GNU Indirect Function and x86 ELF ABIs

GNU “IFUNC”/”ifunc”/”STT_GNU_IFUNC” and Runtime Dispathing

Since Binutils version 2.20.1 or higher and GNU C Library version 2.11.1, there is a GNU extension to ELF format that adds a new function type STT_GNU_IFUNC. The “I” in “IFUNC” stands for indirect, as the extension allows for creation of indirect functions resolved at runtime.

Each “IFUNC” symbol has an associated resolver function. This function is responsible for returning the correct version of the function to utilize. Similar to lazy symbol binding, the resolver is called at the first function invocation in order to determine what symbol should be loaded. Once the resolver has been run, all future function calls will invoke the given function.

The following code snippet demonstrates how an “IFUNC” symbol can be used.

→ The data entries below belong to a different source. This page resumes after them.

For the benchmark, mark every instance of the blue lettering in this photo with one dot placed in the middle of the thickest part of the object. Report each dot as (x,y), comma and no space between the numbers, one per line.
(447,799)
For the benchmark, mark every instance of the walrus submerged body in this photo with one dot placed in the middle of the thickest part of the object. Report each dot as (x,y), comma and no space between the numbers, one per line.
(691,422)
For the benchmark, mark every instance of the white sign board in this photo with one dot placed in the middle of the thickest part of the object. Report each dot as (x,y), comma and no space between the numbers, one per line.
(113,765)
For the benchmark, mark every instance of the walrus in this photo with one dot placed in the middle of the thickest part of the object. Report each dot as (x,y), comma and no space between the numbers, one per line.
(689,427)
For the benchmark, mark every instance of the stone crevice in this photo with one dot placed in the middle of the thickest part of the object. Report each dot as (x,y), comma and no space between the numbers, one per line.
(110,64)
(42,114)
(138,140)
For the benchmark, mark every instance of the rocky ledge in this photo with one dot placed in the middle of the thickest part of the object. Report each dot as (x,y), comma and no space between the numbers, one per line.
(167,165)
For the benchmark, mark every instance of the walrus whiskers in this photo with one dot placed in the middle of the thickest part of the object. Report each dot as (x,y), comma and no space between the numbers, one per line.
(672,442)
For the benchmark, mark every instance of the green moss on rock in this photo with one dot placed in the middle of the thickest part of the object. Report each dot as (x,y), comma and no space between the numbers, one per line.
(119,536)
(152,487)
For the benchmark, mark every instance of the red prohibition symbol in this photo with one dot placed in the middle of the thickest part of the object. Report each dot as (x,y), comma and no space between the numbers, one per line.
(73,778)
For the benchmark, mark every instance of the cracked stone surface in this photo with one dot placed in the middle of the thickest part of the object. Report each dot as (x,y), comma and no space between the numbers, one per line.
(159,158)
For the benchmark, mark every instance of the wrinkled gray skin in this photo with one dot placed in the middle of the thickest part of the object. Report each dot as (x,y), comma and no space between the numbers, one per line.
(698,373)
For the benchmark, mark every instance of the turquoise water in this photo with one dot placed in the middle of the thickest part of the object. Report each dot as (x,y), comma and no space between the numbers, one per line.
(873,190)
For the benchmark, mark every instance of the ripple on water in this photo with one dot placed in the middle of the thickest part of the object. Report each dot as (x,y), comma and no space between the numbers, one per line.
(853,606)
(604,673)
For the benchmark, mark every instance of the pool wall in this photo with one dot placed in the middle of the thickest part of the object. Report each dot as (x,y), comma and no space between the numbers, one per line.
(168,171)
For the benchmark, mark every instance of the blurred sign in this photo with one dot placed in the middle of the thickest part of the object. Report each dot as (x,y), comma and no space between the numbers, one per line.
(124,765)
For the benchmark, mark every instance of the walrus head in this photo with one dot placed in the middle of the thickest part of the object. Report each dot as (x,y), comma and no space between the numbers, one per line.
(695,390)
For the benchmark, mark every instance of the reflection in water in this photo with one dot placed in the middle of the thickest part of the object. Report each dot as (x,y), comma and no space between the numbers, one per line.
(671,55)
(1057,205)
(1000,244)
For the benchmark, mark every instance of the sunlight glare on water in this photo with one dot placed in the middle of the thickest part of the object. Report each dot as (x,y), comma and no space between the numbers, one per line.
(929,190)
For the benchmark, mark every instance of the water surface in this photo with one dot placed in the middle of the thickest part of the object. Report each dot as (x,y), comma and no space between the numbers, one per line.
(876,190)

/* Dispatching via IFUNC ELF Extension */
# include <stddef.h>

extern void foo(unsigned *data, size_t len);

void foo_c(unsigned *data, size_t len) { /* ... */ }
void foo_sse42(unsigned *data, size_t len) { /* ... */ }
void foo_avx2(unsigned *data, size_t len) { /* ... */ }

extern int cpu_has_sse42(void);
extern int cpu_has_avx2(void);

void foo(unsigned *data, size_t len) __attribute__((ifunc ("resolve_foo")));

static void *resolve_foo(void)
{
        if (cpu_has_avx2())
                return foo_avx2;
        else if (cpu_has_sse42());
                return foo_sse42;
        else
                return foo_c;
}

The function call is resolved via the normal procedure linkage table (PLT). The PLT entry is changed to point to the desired version of the funtion, either at load time or at the first call. The PLT initially points to resolve_foo,which is called only once, and the return value from it replaces its own entry in the PLT.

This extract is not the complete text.